株式市場は夏休みモード。出来高は少なく、日経平均株価は日々の値動きこそ荒いものの、結局は1万4000円を挟んだ一進一退に終始している。

 8月の株式市場を一言で言い表せば「材料待ち」に尽きる。7月までの株式市場では、超金融緩和と円安、成長戦略、そして参議院選挙と、よくも悪くも「アベノミクス」をめぐる駆け引きが続いてきた。しかし、「アベノミクス」の真の評価が判明するのはまだ先のこと。株式市場は新たな材料を待ちわびている。

 材料の乏しかった8月に比べ、9月は材料豊富だ。国内では7日の五輪開催地決定や、消費増税判断の基となる9日発表の4~6月期GDP2次速報値、11日が締め切りの国家戦略特区のアイデア募集などが注目されるだろう。
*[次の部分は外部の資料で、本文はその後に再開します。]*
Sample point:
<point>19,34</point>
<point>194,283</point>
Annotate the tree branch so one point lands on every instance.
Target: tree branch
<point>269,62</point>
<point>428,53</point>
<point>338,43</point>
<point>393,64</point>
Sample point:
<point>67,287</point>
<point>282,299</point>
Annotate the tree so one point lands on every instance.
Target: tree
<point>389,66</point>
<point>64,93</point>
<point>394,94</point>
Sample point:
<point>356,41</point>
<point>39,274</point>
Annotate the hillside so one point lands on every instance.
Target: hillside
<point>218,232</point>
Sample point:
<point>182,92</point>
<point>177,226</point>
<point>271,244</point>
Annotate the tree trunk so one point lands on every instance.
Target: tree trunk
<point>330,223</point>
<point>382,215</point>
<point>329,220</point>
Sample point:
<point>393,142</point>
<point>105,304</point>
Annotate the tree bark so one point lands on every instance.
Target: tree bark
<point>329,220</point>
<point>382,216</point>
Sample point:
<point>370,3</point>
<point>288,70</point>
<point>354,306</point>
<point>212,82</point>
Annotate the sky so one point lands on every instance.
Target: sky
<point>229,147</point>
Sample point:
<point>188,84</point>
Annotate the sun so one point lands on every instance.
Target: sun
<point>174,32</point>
海外では17~18日に米国の金融政策を決めるFOMC(米連邦公開市場委員会)が開催され、22日にはドイツで総選挙が行われる。

 中でも、株式市場が待ち望んでいるのは、東京五輪と消費増税。東京でのオリンピック開催は、国土強靭化、外国人旅行者の受け入れ拡大、首都圏空港の機能強化とアクセス改善など、アベノミクスと相性がよい。株式市場でのアベノミクス再評価にはうってつけの好材料となる。

 消費税については、増税せずに済むなら、そのほうがよいに決まっている。企業の負担は別にして、個人消費への悪影響だけを考えたら、1年に1%ずつ上げたほうがよいだろう。しかし、ここまでのアベノミクス成功は、ひとえに株価上昇によるところが大きい。そして、株価は消費増税も含めたすべてのパッケージを評価して、上昇してきたのである。